Бронза уже позеленела от времени. Широкий рукав морской шинели не имел ни крупных складок, ни отверстий. Надписей тоже нигде не было. Пальцы рук были растопырены властным широким жестом, но ни на руке, ни между пальцами ничего не было… Вторая рука адмирала, была плотно засунута в карман шинели, не образуя даже и мест для тайника.

Щемящая боль разочарования охватила Николая, когда он под шутливые возгласы моряков собирался привязывать флаг к руке адмирала. Никто не заметил, как к ним быстрыми шагами приближаются двое людей.

— Эй, товарищи! внезапно раздался властный окрик. Что это вы тут делаете?

Моряки обернулись.

— Товарищ Корнфельд, прошептал Лоренц. Ах, тещу твою в негашеную известь!.. Откудова его нелегкая принесла, пуд дыму ему за пазуху?

Оглянулись в сторону окрика и другие матросы. Кто то из них на секунду ослабил напряжение, вся неустойчивая пирамида потеряла равновесие и закачалась. Сумец попытался удержаться за руку адмирала, но шесты уже расползлись, и табуретка с «альпинистом» с грохотом упала на землю. Ошеломленный падением Сумец медленно поднимался на ноги, когда человек с несколькими нашивками — большой чин, подошел к группе моряков.

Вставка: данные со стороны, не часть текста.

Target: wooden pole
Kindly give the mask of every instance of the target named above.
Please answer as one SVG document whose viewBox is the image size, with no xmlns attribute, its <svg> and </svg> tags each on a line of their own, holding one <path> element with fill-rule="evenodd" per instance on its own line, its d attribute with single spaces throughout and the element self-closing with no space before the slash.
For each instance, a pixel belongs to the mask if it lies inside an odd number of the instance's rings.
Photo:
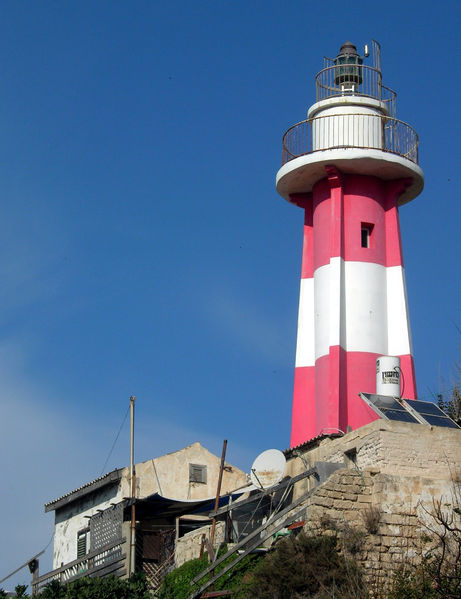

Это действительно был комиссар Балтийского флота, известный своей придирчивостью и суровостью. Рядом с ним шел какой то незнакомый никому моряк.

Лоренц шагнул вперед.

— Так что, товарищ комиссар, отрапортовал он, мы тут надумали флаг прикрепить к параду спортсменов на завтра.

— Какой такой флаг?

— Да, красный, ясно…

— А кто это надумал?

— Товарищ Сумец, инспектор штаба флота.

— Это он сковырнулся оттуда?

— Он самый, товарищ комиссар.

Комиссар шагнул вперед к Сумцу, который, с трудом поднявшись, счищал с себя пыль. Суровый взгляд комиссара буравил его перекошенное от боли лицо.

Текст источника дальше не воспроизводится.